DYNASTS OF LYCIA. Mithrapata, circa 390-370 BC.
Stater (Silver, 23 mm, 9.84 g, 5 h), uncertain mint (Zagaba or Phellos?). Forepart of a roaring lion to right. Rev.
𐊎𐊆-𐊉𐊕𐊀-𐊓𐊀𐊗𐊀 ('mithrapata' in Lycian) Bare head of Mithrapata to left; to lower right, triskeles; all within shallow incuse square. Mildenberg, Mithrapata, pl. XXXIV, 5 (this coin
, O3/R4). Müseler VII, 70 (same dies
). Podalia 57 (this coin
, A3/P4). W. Schwabacher: Lycian Coin-Portraits, in: Essays Robinson (1968), pl. 12, 4 (this coin
). A beautifully toned example with an incredibly detailed portrait and a fine pedigree. Very minor weakness and light doubling on the reverse, otherwise,
nearly extremely fine.
Ex LHS 95, 25 October 2005, 692 and Hess-Leu 45, 12 May 1970, 313, and from the 1957 Buçak [Podalia] Hoard (IGCH 1262).

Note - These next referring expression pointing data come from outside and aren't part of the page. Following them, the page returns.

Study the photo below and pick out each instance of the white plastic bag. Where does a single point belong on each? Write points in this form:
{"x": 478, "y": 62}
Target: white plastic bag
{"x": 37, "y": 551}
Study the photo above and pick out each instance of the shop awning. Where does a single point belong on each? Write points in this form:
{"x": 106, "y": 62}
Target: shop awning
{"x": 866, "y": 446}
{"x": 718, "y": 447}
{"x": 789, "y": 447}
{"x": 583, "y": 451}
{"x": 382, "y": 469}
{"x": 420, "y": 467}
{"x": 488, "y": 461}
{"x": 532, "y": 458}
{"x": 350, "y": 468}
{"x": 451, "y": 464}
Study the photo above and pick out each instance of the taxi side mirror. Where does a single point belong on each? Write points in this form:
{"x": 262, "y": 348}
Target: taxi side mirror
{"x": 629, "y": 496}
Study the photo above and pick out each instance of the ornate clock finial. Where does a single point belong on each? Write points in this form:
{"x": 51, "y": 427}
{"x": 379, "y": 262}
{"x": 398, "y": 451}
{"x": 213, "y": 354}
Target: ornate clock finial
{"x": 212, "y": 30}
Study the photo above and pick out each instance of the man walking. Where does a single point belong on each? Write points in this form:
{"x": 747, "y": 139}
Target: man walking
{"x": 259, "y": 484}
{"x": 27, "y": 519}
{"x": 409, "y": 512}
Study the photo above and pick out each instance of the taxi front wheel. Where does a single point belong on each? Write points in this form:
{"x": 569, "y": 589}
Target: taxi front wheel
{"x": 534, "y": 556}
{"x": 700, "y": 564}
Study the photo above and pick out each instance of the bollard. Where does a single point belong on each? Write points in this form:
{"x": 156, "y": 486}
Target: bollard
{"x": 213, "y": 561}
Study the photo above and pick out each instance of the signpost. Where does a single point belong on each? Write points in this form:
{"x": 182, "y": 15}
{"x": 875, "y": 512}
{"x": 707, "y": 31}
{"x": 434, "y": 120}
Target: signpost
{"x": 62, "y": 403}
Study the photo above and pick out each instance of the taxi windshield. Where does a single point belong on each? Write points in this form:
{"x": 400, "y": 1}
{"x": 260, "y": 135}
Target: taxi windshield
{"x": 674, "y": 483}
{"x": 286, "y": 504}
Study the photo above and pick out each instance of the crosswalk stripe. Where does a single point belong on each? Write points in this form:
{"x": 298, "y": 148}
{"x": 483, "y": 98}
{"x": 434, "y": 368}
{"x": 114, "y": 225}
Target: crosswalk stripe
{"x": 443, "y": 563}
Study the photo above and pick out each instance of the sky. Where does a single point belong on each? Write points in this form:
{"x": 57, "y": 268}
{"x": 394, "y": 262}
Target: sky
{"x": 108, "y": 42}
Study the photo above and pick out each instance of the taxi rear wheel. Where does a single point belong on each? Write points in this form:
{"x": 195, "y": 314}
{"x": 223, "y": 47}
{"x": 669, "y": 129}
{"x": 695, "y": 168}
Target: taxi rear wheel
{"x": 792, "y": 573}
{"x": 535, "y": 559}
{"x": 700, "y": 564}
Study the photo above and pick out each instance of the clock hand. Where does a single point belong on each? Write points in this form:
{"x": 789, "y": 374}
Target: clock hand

Lycian coins are particularly noteworthy for carrying some of the earliest numismatic portraits of living humans in history - and what portraits they are! Far from the idealized, often perpetually youthful portraits of the Hellenistic world, Lycian dynasts such as Mithrapata are depicted as bearded, middle-aged men with prominent facial features. That is not to say that these are necessarily more 'realistic' than Hellenistic portraits, rather, they send out a different message. Clearly, the Lycian dynasts preferred to be portrayed as experienced and confident rulers, not as youthful and impetuous conquerers of the world, as was the case with many of Alexander's successors.